As reprinted from a Sentinel article circa 1965

A fireman’s life is something more than driving a red truck and spraying water on a blaze. He is on call 24 hours a day, seven days a week, 365 days a year, always ready to risk his life to save others in times of disaster.

Beneath the helmet and behind the protective coat is a man whose daily life might seem to be one of leisure, waiting for a fire call. Actually, a fireman has very little spare time. When he’s not battling a blaze, he’s cleaning, scrubbing, polishing or studying.

At Station One, located in City Hall, the firemen rise at 7 a.m., after making their bunks, they set about their individually assigned chores of dusting, mopping, polishing and waxing. Each day, one man is assigned to cooking of meals and cleaning up the kitchen. They turn out some mighty fine dished, too.

Trucks and equipment are cleaned daily, brass and chrome kept spotless. All communications equipment is checked out daily to assure proper working order when in the event it is needed.

While the cook prepares breakfast, the rest of the men set about their cleaning chores. Time out is taken for breakfast, then back to work.

When not cleaning, there is always plenty of studying and practicing of emergency and fire fighting techniques. New methods are constantly being found in rescue operations and the men must be kept informed of them. As new equipment is introduced to the market, firemen must learn its use.

Practice, practice, practice. Knowing what the books say about a given situation is not enough. The men must practice setting up equipment, using it and cleaning it. “Sometimes it’s a long time between fires and the men must not forget how to use a certain piece of apparatus,” says Fire Chief G.F. Hays, who insists on efficiency and high quality performance from all 57 men on the Parkersburg Fire Department. “A man momentarily forgetting how to use a nozzle or extinguisher might very well cost him his life or delay of rescue.”

Chief Hays speaks well of his men and their performance. Admitting that his department is understaffed, the Chief is proud of the fact that the department has been able to handle all fires, major or minor.

Most of the men on the department are veteran firefighters. “There isn’t much turnover in personnel in this work,” the Chief said. “When a man becomes a fireman, he knows that’s what he wants, and he is dedicated. We don’t have very many quitting when the going gets rough. ” Chief Hays’ only complaint is that the department has difficulty finding enough dedicated men. Out of the last group of 20 applicants, only 2 were hired, Hays revealed. The other found other jobs and withdrew their applications, failed to meet physical or mental requirements or did not pass character investigations.

Firemen in Parkersburg work 24 hour shifts.
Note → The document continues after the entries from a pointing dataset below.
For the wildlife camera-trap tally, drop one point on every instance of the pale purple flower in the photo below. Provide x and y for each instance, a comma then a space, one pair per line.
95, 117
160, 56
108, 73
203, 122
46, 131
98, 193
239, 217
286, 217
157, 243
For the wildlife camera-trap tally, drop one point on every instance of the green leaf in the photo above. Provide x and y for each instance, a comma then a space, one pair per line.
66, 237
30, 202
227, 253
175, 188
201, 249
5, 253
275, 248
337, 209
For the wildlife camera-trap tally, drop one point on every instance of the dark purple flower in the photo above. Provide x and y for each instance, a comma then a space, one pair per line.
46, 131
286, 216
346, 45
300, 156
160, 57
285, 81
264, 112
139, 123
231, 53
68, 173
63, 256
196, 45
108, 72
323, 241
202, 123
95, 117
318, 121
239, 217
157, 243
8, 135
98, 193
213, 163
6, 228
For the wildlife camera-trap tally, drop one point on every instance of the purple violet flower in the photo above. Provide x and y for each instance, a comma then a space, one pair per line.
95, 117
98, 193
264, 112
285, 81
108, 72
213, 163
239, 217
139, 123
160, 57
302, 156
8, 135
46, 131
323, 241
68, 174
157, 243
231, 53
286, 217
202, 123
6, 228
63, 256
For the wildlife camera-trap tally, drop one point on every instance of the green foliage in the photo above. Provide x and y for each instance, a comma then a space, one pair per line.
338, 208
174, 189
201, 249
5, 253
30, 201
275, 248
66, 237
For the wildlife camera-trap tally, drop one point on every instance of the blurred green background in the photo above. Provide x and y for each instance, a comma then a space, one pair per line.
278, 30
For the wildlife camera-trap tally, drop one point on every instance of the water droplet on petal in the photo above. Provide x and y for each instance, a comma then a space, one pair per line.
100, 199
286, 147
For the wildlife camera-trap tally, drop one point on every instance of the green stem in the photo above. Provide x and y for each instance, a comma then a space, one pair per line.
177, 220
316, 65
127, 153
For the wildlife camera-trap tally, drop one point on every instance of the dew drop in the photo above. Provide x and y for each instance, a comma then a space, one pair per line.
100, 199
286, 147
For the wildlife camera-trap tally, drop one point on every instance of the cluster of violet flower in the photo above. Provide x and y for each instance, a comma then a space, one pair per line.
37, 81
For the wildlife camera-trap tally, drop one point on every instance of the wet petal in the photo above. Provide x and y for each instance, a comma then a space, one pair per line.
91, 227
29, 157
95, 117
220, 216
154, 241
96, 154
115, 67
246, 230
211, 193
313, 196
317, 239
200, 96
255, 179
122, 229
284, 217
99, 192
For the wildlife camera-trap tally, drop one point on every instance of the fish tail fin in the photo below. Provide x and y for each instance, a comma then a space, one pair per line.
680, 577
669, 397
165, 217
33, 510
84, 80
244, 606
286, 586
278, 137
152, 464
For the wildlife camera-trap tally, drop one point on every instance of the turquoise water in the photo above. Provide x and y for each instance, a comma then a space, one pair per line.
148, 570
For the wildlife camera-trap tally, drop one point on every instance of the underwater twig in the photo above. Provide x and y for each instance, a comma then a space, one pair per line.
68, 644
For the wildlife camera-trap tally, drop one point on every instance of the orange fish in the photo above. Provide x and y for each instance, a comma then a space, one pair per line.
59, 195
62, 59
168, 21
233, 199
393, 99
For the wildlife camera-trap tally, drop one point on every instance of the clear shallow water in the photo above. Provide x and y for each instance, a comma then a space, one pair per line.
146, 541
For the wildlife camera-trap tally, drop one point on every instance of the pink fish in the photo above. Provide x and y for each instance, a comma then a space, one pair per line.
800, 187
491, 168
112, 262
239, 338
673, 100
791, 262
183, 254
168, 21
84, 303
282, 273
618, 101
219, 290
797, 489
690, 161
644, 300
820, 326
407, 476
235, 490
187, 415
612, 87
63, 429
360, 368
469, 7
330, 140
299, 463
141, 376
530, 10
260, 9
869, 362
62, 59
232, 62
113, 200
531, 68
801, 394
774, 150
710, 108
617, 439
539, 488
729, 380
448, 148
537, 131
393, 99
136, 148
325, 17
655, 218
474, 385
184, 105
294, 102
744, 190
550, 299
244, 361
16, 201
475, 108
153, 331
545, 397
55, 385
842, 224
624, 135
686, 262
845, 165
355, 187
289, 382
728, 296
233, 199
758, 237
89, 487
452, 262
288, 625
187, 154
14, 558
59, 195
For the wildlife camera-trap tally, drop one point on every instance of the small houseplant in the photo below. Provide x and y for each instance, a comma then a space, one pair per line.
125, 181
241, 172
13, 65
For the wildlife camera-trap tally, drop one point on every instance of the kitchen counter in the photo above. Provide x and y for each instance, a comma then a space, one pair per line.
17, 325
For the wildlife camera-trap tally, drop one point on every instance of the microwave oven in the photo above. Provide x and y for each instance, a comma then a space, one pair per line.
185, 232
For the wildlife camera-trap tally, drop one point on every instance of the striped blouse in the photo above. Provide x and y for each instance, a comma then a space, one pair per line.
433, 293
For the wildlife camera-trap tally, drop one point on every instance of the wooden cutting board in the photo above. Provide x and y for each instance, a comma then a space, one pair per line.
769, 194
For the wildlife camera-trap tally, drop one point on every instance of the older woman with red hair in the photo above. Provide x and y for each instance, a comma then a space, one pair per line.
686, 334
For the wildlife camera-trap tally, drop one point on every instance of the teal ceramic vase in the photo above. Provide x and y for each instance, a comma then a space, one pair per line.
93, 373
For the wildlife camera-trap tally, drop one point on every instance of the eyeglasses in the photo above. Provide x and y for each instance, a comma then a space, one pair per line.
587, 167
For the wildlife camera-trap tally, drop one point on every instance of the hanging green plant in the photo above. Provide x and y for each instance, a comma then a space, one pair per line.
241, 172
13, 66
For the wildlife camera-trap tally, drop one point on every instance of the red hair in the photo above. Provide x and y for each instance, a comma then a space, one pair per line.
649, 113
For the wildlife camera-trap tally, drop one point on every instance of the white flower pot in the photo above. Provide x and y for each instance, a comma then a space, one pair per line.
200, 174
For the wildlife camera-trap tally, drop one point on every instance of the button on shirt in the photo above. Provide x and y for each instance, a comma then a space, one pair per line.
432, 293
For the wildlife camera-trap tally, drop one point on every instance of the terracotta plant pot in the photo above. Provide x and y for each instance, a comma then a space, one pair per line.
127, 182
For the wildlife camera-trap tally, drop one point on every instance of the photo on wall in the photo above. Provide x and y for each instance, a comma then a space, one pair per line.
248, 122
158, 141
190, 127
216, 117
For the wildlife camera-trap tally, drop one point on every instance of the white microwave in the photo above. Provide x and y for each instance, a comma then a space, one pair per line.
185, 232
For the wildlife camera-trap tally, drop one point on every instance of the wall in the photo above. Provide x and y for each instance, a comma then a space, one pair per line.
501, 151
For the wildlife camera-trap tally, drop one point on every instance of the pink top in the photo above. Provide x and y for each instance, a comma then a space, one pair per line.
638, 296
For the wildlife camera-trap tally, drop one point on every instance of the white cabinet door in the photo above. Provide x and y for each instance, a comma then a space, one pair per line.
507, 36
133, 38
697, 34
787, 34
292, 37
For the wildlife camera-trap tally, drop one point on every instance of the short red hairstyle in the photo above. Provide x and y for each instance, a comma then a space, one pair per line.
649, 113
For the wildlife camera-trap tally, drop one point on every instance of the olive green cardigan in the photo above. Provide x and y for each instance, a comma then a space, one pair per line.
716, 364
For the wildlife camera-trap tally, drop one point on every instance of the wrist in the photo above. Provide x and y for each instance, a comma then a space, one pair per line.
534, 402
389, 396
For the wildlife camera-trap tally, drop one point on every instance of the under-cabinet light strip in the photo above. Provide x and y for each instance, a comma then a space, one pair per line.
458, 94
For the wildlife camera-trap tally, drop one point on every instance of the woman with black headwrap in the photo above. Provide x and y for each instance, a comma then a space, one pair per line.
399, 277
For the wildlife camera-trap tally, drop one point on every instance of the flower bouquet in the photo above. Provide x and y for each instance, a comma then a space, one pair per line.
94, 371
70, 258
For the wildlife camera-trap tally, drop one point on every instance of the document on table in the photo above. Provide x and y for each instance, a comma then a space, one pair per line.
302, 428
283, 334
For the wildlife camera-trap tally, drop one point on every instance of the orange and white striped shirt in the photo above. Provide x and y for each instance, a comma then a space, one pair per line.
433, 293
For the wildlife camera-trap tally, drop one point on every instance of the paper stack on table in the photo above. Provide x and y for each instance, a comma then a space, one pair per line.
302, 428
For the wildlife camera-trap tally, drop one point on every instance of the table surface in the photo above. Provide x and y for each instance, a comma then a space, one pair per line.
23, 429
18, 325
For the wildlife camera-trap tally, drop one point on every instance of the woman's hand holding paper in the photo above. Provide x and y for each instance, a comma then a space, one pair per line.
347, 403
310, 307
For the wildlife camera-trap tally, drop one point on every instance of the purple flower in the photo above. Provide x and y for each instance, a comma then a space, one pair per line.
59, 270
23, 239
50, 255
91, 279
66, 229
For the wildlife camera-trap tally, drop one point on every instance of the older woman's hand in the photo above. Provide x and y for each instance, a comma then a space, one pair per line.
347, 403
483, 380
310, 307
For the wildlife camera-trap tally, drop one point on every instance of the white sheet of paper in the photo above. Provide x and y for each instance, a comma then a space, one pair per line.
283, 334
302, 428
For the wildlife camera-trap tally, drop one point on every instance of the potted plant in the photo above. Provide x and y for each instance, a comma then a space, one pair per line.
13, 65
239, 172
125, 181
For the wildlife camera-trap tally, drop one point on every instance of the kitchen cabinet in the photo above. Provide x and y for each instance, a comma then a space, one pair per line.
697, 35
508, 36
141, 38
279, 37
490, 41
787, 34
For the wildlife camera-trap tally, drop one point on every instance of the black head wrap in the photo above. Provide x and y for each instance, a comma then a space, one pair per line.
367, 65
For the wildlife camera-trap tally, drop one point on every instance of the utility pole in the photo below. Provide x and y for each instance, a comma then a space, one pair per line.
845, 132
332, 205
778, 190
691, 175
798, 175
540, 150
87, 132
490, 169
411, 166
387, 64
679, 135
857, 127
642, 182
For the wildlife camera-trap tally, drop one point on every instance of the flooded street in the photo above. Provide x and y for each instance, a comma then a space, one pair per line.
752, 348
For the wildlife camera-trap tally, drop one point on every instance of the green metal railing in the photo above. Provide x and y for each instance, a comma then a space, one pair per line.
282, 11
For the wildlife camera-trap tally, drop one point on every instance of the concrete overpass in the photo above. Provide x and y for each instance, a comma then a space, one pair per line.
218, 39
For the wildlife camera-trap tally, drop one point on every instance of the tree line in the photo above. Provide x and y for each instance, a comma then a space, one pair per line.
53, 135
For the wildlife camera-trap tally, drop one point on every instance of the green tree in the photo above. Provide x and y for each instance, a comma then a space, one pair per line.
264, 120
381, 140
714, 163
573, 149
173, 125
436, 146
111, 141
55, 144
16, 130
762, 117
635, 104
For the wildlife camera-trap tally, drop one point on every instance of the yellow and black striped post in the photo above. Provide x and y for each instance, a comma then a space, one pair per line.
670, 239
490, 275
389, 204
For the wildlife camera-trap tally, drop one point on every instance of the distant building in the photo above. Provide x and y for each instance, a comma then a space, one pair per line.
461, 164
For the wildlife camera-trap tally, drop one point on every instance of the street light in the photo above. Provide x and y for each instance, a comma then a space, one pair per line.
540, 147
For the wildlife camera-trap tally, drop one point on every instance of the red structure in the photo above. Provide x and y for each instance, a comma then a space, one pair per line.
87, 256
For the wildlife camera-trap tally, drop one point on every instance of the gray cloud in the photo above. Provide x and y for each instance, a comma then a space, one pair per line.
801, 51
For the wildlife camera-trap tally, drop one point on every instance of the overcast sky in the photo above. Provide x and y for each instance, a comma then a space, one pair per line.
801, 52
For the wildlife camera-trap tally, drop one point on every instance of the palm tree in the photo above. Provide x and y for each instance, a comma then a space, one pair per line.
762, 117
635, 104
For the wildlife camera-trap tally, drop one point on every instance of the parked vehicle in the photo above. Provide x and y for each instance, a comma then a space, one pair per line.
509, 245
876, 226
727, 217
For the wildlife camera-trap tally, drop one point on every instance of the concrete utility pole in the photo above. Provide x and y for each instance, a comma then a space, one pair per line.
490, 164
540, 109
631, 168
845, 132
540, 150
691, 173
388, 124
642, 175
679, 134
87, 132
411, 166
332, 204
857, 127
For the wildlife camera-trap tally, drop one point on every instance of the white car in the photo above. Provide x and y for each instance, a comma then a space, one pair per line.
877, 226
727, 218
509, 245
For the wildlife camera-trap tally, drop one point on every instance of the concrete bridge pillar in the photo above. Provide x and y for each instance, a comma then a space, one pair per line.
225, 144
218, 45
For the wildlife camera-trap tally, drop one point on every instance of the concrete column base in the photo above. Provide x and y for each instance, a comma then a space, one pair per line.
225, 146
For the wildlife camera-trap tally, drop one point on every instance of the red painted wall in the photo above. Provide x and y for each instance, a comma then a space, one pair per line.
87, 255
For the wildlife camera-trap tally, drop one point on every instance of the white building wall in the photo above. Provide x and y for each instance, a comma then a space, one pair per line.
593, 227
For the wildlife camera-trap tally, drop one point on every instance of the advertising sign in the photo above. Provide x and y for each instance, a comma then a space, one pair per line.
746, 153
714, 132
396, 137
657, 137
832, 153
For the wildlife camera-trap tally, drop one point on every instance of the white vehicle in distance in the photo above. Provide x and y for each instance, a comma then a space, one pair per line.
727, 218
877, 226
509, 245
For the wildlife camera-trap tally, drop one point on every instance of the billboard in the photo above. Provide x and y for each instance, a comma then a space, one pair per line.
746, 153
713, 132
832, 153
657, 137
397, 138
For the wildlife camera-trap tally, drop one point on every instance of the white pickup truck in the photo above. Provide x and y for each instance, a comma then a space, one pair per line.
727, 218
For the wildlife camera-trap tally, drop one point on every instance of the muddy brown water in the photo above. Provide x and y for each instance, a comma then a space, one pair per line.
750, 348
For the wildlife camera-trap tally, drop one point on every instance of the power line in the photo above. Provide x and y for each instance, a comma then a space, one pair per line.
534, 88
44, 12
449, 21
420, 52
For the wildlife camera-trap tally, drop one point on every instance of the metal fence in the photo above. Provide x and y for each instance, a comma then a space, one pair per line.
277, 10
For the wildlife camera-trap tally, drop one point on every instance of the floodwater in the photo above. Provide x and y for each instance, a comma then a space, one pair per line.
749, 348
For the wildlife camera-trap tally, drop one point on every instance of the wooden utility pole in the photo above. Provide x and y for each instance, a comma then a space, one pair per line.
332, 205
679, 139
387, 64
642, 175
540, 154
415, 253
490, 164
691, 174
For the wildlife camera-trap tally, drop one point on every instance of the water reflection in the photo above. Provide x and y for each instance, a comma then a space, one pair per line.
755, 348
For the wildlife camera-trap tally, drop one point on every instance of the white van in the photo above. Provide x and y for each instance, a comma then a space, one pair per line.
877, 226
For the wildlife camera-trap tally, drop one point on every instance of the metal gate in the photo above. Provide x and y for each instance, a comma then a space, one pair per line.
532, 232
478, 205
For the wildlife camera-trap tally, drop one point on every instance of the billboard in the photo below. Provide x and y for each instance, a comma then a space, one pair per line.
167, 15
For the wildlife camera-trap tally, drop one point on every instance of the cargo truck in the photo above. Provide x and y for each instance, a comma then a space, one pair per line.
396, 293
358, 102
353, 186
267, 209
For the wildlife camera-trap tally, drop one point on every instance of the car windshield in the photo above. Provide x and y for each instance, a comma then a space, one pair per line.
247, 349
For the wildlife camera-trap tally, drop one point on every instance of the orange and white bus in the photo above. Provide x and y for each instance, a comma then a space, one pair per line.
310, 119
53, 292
Even on their days off, they are subject to call out in the event of a major fire. And when called out, they respond.

On duty, whether asleep, eating or working, or just relaxing in the evening, when the alarm sounds, Parkersburg firemen are ready to meet any challenge that might be calling. Hazardous and demanding? Yes . . . but it’s a rewarding career to be able to help those in need of assistance. As one fireman said, “We’re not heros because we save a child’s life or prevent a fire from getting out of hand. . . we’re just men doing our jobs, and if it calls for saving a life, we do it.”

It can be a dirty job at times, this firefighting business, but it’s also a rewarding one.